La Commission européenne reçoit demain des associations de consommateurs de toute l’Union.

Huit jours après avoir infligé une amende record à Apple, la Commission entend les informer des moyens que la législation européenne leur offre de demander réparation à Volkswagen qui s'est assis, dans l’affaire des moteurs diesel, sur les directives européennes proscrivant les pratiques commerciales déloyales et interdisant les publicités mensongères.

Une multinationale américaine la semaine dernière, une multinationale européennes cette semaine, la Commission veut ainsi démontrer que, contrairement à ce qu’on dit à Washington, elle ne vise pas que les Etats-Unis dans un objectif de soutien aux entreprises européennes. Cela joue beaucoup dans sa démarche mais l’essentiel n’est pas là. En se rangeant, dans les deux cas, aux côtés des consommateurs et des contribuables, la Commission fait de la politique.

Elle en fait en veillant, comme les Traités lui en font obligation, au respect des règles européennes.

Soupçonnée par une large part des opinions européennes d’être tellement libérale qu’elle ne se soucierait que des grandes entreprises, elle veut donner à voir qu’il n’en est rien et bien au contraire.

L’enjeu est d’autant plus important qu’elle n’est pas seule à souffrir de cette réputation. C’est toute la pérennité de l’unité européenne qui en est mise en doute car les politiques de redressement des comptes publics imposées par la majorité que constituent, pour l’heure, les gouvernements libéraux valent une profonde impopularité à l’Union.

Comme la Commission, l’Union est désormais vue comme intrinsèquement libérale, acquise aux intérêts privés et hostile à la protection sociale, à la dépense publique et à la redistribution par l’impôt. C’est tout simplement faux. En matière d’austérité budgétaire, la Commission ne fait qu’appliquer les décisions de la majorité des gouvernements européens et s’il y a tant de libéraux parmi les Commissaires, c’est que ces mêmes gouvernements, ceux que nous élisons, les ont envoyés siéger à Bruxelles.

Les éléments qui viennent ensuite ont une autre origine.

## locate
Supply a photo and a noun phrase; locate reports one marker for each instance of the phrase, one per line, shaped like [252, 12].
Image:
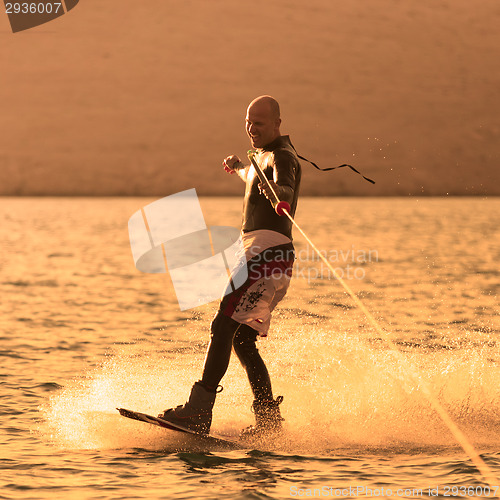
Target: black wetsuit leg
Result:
[244, 344]
[223, 330]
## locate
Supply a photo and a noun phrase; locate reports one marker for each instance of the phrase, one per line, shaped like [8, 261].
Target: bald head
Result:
[263, 121]
[268, 103]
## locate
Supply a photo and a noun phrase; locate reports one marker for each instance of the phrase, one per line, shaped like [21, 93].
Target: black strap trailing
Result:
[332, 168]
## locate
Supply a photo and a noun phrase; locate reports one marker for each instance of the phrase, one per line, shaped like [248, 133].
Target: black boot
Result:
[267, 419]
[196, 413]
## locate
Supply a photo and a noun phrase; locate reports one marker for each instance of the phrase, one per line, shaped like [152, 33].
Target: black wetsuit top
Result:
[279, 162]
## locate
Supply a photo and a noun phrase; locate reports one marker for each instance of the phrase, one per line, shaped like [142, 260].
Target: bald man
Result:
[245, 313]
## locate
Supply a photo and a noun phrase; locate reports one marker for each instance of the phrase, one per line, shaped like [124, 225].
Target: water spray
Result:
[282, 208]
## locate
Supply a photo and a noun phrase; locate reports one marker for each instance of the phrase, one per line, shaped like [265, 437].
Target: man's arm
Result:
[232, 164]
[283, 183]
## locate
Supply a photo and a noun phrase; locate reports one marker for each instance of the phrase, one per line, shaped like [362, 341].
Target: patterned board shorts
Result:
[269, 274]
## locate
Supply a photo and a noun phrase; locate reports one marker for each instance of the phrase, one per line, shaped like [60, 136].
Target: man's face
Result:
[262, 128]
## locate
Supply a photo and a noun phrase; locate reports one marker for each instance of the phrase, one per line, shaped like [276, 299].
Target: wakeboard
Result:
[208, 439]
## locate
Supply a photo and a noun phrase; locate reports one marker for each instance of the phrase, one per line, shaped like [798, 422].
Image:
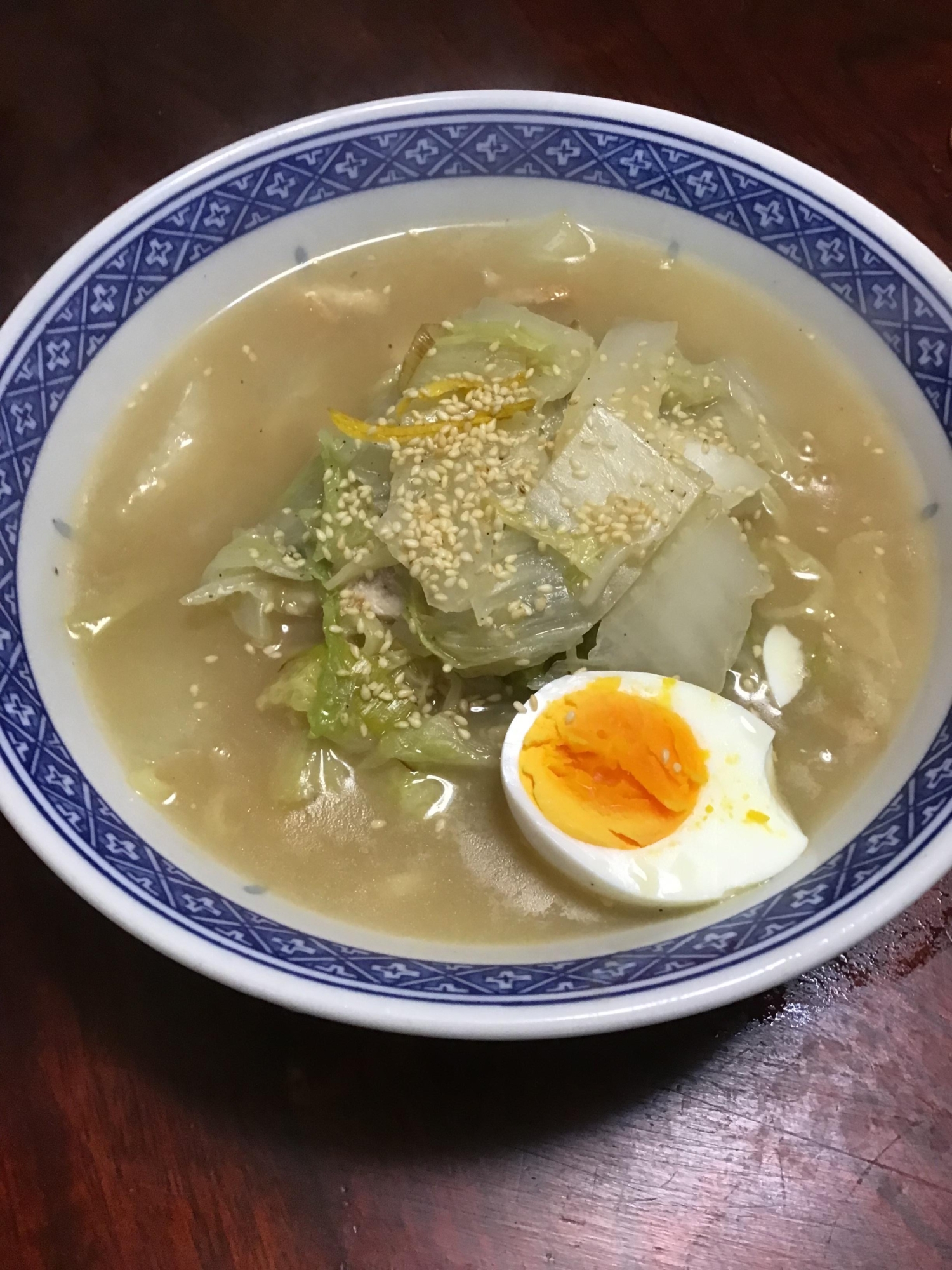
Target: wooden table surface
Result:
[153, 1120]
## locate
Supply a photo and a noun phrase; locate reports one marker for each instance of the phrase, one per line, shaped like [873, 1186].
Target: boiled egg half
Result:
[648, 789]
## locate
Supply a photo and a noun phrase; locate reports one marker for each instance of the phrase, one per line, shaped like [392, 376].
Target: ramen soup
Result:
[342, 538]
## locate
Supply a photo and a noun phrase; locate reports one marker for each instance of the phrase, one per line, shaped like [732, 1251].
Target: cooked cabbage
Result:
[690, 610]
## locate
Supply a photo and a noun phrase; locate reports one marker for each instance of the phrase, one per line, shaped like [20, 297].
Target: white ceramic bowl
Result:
[134, 288]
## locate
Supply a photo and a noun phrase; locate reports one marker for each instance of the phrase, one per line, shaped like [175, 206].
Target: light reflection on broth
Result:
[218, 434]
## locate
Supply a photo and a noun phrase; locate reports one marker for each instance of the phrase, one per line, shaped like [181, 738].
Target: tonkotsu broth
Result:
[213, 440]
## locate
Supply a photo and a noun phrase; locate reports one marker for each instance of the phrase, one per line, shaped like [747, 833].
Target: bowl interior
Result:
[136, 303]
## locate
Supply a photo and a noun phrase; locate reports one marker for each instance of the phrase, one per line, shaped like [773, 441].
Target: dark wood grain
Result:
[153, 1120]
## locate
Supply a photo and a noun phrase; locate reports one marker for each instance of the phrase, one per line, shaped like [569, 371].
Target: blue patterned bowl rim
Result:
[72, 314]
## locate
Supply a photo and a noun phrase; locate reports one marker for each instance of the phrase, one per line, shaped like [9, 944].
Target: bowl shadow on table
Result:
[216, 1050]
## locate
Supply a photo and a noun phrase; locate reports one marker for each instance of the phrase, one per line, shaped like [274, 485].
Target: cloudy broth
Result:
[215, 436]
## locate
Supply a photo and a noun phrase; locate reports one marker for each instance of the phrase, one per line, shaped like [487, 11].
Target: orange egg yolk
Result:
[611, 768]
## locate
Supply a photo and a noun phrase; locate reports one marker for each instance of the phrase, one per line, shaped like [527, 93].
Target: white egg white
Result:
[717, 850]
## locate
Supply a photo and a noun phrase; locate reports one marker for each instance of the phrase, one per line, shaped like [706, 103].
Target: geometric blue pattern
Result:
[115, 285]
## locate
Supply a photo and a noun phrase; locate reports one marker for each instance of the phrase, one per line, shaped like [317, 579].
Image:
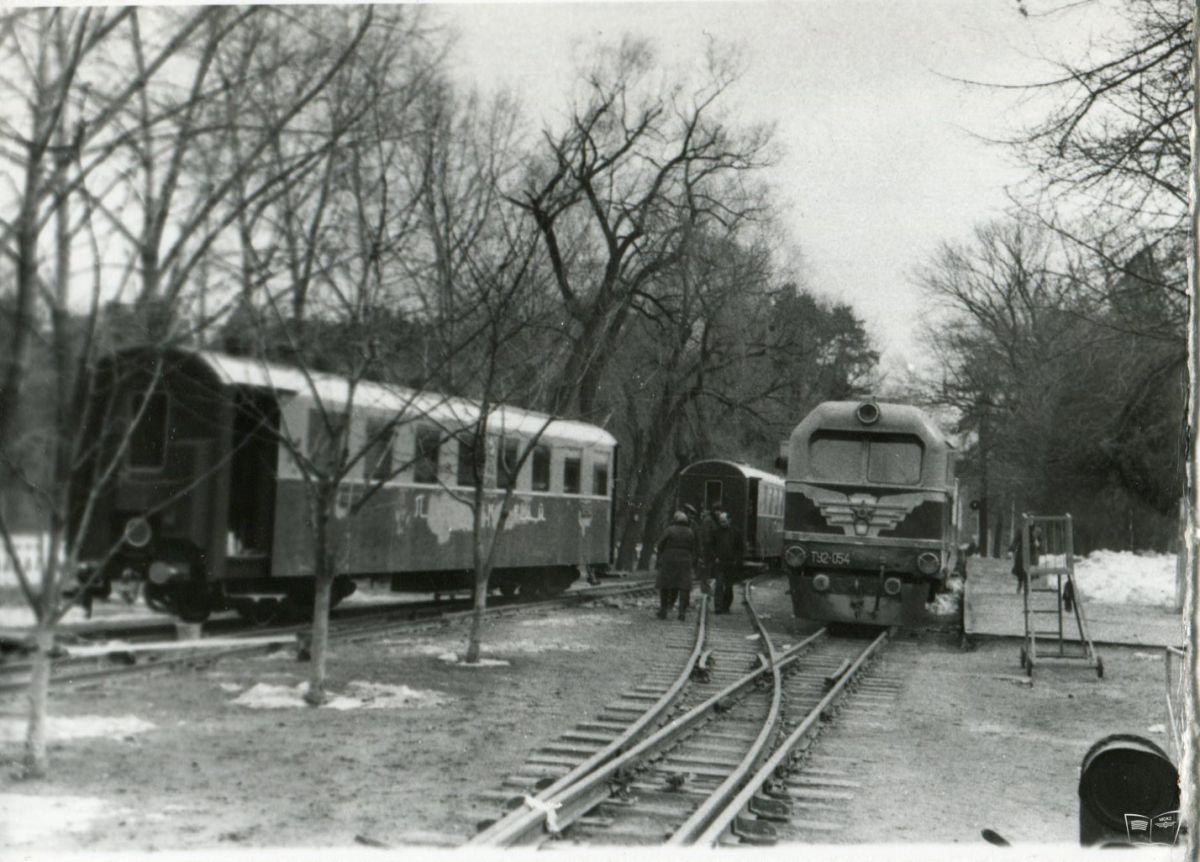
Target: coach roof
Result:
[367, 395]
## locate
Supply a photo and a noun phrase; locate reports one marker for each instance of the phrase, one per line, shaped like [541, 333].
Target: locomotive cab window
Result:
[148, 443]
[894, 461]
[876, 459]
[573, 466]
[429, 448]
[541, 467]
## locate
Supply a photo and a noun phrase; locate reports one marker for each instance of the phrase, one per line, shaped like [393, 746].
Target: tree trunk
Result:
[475, 640]
[39, 699]
[321, 603]
[483, 561]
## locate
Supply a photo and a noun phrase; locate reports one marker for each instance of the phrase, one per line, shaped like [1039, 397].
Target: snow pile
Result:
[525, 645]
[25, 819]
[60, 728]
[359, 695]
[1122, 578]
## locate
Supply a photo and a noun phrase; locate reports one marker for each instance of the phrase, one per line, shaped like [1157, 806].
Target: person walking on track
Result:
[726, 550]
[677, 549]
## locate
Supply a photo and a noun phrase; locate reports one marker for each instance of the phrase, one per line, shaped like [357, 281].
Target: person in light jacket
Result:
[677, 550]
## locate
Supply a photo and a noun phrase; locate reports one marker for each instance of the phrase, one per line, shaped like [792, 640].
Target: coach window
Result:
[712, 494]
[508, 452]
[573, 465]
[541, 467]
[148, 443]
[600, 479]
[377, 458]
[325, 430]
[429, 448]
[468, 464]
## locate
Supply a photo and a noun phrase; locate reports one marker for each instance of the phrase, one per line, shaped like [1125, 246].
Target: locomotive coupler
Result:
[856, 600]
[879, 591]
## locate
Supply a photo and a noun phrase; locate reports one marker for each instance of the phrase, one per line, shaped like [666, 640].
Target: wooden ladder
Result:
[1048, 551]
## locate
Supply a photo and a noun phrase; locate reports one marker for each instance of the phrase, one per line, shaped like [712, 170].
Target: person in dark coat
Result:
[726, 549]
[677, 550]
[705, 534]
[1018, 549]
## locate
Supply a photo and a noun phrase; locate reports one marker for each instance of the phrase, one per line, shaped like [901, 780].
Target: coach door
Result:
[751, 528]
[252, 477]
[713, 496]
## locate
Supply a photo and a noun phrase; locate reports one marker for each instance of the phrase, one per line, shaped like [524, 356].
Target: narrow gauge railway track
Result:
[695, 779]
[147, 657]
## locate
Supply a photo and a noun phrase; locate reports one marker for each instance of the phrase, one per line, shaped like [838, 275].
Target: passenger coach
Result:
[208, 507]
[870, 520]
[753, 498]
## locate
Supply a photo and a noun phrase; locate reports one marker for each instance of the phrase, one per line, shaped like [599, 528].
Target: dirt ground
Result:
[183, 764]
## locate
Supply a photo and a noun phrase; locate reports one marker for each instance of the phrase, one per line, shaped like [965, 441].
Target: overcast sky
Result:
[882, 151]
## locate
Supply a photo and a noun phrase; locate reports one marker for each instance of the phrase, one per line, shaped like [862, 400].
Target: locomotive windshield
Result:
[873, 459]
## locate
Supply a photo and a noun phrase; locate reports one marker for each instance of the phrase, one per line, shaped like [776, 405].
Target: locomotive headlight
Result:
[795, 556]
[137, 532]
[868, 413]
[929, 563]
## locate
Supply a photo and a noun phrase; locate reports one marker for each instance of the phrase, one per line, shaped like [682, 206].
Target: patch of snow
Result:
[359, 695]
[61, 728]
[945, 604]
[27, 819]
[563, 621]
[453, 658]
[439, 650]
[1122, 578]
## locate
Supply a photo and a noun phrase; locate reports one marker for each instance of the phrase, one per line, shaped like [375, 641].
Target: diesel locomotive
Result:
[208, 508]
[870, 515]
[753, 498]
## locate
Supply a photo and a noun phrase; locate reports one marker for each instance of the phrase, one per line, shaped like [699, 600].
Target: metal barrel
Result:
[1123, 779]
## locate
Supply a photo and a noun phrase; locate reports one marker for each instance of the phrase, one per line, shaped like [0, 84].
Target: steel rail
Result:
[519, 820]
[576, 800]
[723, 819]
[717, 801]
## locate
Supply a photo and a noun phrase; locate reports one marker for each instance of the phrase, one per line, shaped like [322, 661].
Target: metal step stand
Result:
[1051, 597]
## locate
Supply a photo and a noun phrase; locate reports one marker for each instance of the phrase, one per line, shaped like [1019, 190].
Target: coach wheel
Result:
[193, 605]
[261, 612]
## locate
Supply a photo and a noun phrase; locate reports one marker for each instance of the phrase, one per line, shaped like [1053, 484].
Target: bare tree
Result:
[640, 163]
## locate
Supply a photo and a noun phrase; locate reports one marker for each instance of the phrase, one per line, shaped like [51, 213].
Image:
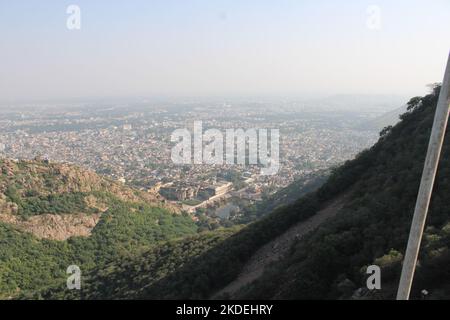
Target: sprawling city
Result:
[132, 144]
[224, 159]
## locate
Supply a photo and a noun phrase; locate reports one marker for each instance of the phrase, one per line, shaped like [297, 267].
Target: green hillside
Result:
[129, 257]
[380, 187]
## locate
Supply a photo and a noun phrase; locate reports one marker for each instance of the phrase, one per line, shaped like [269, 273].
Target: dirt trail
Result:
[275, 249]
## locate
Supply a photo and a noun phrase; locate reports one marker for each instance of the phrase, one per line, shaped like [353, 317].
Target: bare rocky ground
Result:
[277, 248]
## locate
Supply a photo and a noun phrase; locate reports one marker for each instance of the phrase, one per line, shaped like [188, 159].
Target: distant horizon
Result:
[70, 50]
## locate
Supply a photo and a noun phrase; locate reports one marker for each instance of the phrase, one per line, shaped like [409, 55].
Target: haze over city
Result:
[220, 48]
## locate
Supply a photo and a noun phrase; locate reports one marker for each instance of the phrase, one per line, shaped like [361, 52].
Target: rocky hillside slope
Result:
[375, 193]
[58, 201]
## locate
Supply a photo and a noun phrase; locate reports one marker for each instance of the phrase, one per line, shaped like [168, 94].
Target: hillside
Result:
[376, 194]
[56, 215]
[316, 247]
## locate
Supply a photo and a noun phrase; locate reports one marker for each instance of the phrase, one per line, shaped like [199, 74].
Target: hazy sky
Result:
[234, 47]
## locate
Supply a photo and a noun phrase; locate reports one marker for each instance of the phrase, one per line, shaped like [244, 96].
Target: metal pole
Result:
[426, 187]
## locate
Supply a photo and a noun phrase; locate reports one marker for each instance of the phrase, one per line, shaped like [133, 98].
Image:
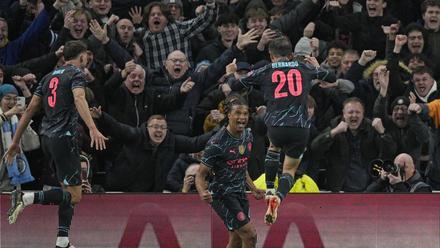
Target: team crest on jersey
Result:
[241, 216]
[241, 149]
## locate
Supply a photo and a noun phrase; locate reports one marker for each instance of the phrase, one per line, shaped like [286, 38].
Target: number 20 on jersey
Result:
[294, 83]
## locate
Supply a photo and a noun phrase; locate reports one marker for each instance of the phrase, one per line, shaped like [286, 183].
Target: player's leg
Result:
[65, 154]
[68, 165]
[271, 166]
[248, 235]
[234, 240]
[65, 215]
[293, 141]
[287, 180]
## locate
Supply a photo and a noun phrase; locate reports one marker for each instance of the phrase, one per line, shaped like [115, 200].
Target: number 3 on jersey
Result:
[294, 83]
[52, 98]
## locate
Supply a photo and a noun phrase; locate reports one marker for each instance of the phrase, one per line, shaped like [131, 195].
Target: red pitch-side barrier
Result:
[178, 220]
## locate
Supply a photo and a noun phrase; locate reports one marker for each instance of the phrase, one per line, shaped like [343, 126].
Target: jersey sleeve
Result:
[78, 80]
[255, 77]
[211, 155]
[39, 90]
[321, 74]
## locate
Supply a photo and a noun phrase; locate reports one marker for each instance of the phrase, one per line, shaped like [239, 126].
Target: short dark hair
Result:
[422, 70]
[156, 117]
[415, 27]
[276, 11]
[227, 18]
[256, 12]
[73, 48]
[280, 46]
[163, 8]
[234, 99]
[419, 56]
[429, 3]
[353, 99]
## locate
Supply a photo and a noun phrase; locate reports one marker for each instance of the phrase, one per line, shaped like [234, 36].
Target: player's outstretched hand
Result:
[97, 139]
[96, 112]
[206, 196]
[259, 194]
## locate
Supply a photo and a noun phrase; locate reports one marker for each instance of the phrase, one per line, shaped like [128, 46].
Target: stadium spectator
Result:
[407, 178]
[350, 144]
[148, 152]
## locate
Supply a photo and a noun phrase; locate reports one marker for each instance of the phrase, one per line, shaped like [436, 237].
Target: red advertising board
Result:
[178, 220]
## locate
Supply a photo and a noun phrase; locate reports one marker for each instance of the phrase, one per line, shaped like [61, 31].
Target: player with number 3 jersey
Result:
[61, 93]
[286, 83]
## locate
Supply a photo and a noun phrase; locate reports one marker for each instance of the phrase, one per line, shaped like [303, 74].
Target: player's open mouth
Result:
[136, 85]
[241, 124]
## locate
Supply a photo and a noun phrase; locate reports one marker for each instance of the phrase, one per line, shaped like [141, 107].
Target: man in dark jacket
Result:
[176, 70]
[407, 179]
[350, 144]
[131, 103]
[148, 152]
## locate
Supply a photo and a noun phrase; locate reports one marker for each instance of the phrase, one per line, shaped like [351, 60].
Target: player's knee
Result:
[274, 148]
[250, 237]
[75, 199]
[234, 242]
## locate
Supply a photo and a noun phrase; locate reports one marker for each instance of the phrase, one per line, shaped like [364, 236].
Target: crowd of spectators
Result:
[158, 74]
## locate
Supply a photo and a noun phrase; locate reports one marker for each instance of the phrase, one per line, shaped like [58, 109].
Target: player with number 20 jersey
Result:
[286, 83]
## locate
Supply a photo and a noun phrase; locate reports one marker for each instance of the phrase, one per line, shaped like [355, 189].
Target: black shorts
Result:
[233, 209]
[293, 140]
[64, 153]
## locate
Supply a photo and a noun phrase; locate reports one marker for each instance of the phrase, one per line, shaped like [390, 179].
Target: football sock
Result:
[65, 213]
[271, 165]
[62, 241]
[28, 198]
[53, 196]
[286, 183]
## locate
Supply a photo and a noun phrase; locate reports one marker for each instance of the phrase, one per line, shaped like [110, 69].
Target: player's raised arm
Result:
[97, 139]
[318, 72]
[30, 111]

Avant que l’Union ne se meure, il est urgent d’établir les faits et rétablir la vérité et c’est ce à quoi s’emploie la Commission. A défaut de pouvoir harmoniser les fiscalités européennes pour empêcher le dumping fiscal entre pays européens, à défaut de pouvoir s’arroger un pouvoir qui est celui des seuls gouvernements, elle fait donc jouer, contre Apple et beaucoup d’autres bientôt, le respect du droit de la concurrence et l’interdiction des aides d’Etat.

A défaut de pouvoir poursuivre Volkswagen devant les tribunaux, elle indique aux associations de consommateurs les moyens qu’elles ont de le faire en invoquant les directives européennes. C’est pour défendre l’idée européenne, qu’en se servant de ses pouvoirs propres, la Commission fait de la politique.